Under a booted via Boot Camp 32-bit Windows Vista, the Optiarc drive 
worked perfectly, burned media with the operating system functions or 
Nero 10 and played from any copy-protected Blu-ray movies. This 
required, however, a considerable extra costs associated with playback 
software: Corel WinDVD Pro (70 €), ArcSoft TotalMedia Theatre 3 (90 €) 
or CyberLink's PowerDVD Ultra 10 (90 €). They pointed to the HD video 
without problems on a HDCP-enabled monitor. In all three cases we need 
to use mouse and keyboard. With WinDVD settled without additional 
drivers using the small Apple remote control only the volume, pause the 
TotalMedia Theatre and PowerDVD, also chapters and jump - though we 
pressed the menu button, jumped on iTunes.
As a second hardware combination, we tried it with an aluminum current 
Mac mini and the Blu-ray Burner Sony BWU-100A in an external USB 
enclosure. This pairing had no problems with Mac OS X with iTunes yet, 
with toast, the booting operating system disks, or with Parallels. When 
you insert a Blu-ray blank opened a window and asked, as with CDs and 
DVDs by using the request. Burning a data Blu-ray in the Finder worked 
without any problems, just as with toast 10th To create a video Blu-ray, 
it requires the 20-euro "Toast 10 HD / BD Plug-in". Also, the 
copy-protected Blu-ray purchase worked with all three suitable for 
Windows programs. From a running Windows under Parallels, we could not 
bring himself after some tinkering with the settings, copy-protected 
Blu-ray movies to work. The external Blu-ray burner was incidentally 
also the older Mac mini and probably in the same way also in harmony 
with all Macs from 2-GHz Intel CPU and at least internal nVidia graphics.

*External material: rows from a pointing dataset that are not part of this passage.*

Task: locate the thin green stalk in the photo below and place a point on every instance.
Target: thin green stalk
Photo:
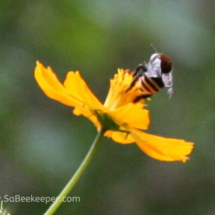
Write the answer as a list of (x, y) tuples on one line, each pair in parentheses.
[(77, 175)]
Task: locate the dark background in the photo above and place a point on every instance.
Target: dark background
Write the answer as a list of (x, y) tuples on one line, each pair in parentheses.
[(42, 143)]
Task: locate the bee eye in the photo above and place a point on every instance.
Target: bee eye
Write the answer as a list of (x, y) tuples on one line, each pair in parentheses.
[(166, 64)]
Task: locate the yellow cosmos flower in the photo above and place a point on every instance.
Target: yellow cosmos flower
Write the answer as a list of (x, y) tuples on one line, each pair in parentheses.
[(122, 120)]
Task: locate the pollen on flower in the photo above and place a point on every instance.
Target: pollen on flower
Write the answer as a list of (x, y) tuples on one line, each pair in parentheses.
[(122, 119), (118, 95)]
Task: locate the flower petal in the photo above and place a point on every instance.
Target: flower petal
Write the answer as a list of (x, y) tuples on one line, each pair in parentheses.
[(76, 85), (51, 86), (165, 149), (120, 137), (131, 114), (88, 114)]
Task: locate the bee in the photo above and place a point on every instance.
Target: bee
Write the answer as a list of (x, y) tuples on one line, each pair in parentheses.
[(153, 76)]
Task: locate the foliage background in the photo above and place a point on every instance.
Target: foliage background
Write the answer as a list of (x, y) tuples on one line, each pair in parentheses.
[(42, 143)]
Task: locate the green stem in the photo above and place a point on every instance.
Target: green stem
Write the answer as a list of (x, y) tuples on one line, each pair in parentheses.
[(77, 175)]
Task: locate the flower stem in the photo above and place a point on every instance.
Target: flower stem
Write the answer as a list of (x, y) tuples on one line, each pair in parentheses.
[(77, 175)]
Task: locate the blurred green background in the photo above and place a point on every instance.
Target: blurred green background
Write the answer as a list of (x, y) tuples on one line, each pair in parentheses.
[(42, 143)]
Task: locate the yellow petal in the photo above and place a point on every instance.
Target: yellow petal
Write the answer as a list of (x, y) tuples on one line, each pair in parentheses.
[(88, 114), (76, 85), (52, 87), (165, 149), (120, 137), (133, 115)]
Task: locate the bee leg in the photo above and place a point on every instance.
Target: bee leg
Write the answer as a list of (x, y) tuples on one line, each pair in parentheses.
[(138, 98), (141, 68)]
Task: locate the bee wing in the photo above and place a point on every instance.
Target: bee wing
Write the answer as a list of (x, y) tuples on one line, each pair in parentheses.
[(168, 82), (154, 68)]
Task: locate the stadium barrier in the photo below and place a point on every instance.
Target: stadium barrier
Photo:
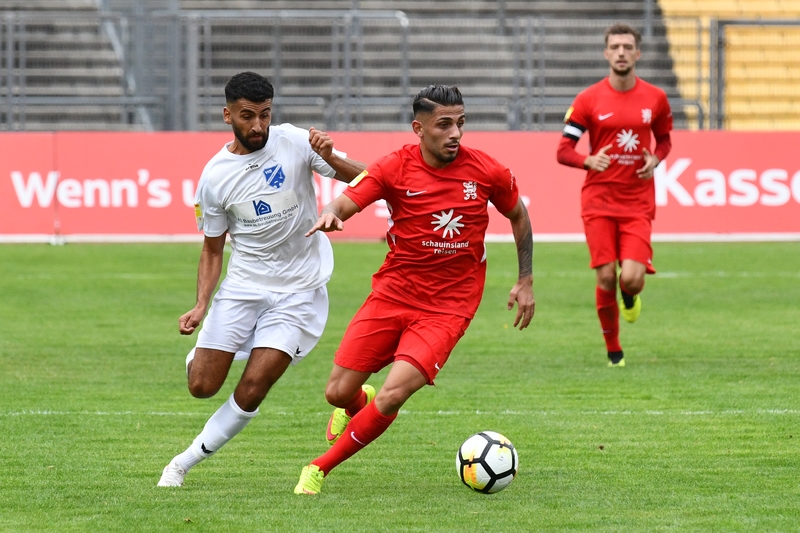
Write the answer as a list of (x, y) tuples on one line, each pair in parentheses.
[(82, 186)]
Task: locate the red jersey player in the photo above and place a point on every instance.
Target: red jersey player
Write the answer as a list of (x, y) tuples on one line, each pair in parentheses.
[(618, 196), (430, 285)]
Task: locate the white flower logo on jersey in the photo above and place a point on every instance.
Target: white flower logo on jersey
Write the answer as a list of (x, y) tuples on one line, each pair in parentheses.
[(450, 224), (470, 190), (628, 140)]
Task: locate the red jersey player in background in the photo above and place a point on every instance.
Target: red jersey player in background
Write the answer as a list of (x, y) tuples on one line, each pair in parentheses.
[(429, 287), (618, 196)]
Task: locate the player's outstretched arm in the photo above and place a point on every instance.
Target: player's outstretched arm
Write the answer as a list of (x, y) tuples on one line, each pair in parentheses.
[(649, 167), (208, 272), (334, 214), (599, 161), (346, 169), (522, 291)]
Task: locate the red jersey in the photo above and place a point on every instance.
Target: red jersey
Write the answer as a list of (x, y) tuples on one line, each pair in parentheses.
[(625, 121), (438, 220)]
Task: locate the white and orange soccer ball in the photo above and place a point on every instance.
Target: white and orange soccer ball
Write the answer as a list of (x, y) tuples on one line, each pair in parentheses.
[(487, 462)]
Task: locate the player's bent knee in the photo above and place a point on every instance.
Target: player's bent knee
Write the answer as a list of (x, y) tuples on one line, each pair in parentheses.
[(390, 401), (338, 395), (633, 284), (200, 388)]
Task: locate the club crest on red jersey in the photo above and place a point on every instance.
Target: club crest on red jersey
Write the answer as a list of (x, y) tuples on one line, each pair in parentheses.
[(470, 190)]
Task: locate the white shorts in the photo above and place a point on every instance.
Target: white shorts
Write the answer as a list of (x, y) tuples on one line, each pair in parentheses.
[(241, 319)]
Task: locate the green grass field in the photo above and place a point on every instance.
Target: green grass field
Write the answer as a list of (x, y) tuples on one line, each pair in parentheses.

Used on a trial basis, a little older and not HDCP-enabled Eizo monitor 
the films were shown only for Corel's WinDVD 10th The other two players 
complained that the system is not HDCP compliant and completed the film 
is playing after the opening credits, because they copy the chain could 
not form completely. Also a change from HDMI to Mini DisplayPort did not 
change the result. Whether it's own monitor, but also the graphics card 
in the computer HDCP-capable, answered the free Windows tool Cyberlink 
BD Advisor.
Conclusion
Watch Blu-ray movies on your Mac is given the cost of Windows, 
additional player software and drive little sense. A Blu-ray player for 
your TV comes cheaper. In comparison to movie files on the hard disk 
fiddling with purchased Blu-ray movies for Mac users is much too 
complicated. As long as Apple does not his rejection of the DVD 
successor thinks this will probably remain that way. Blu-ray discs as a 
long term archive, however, can also use Mac users easily.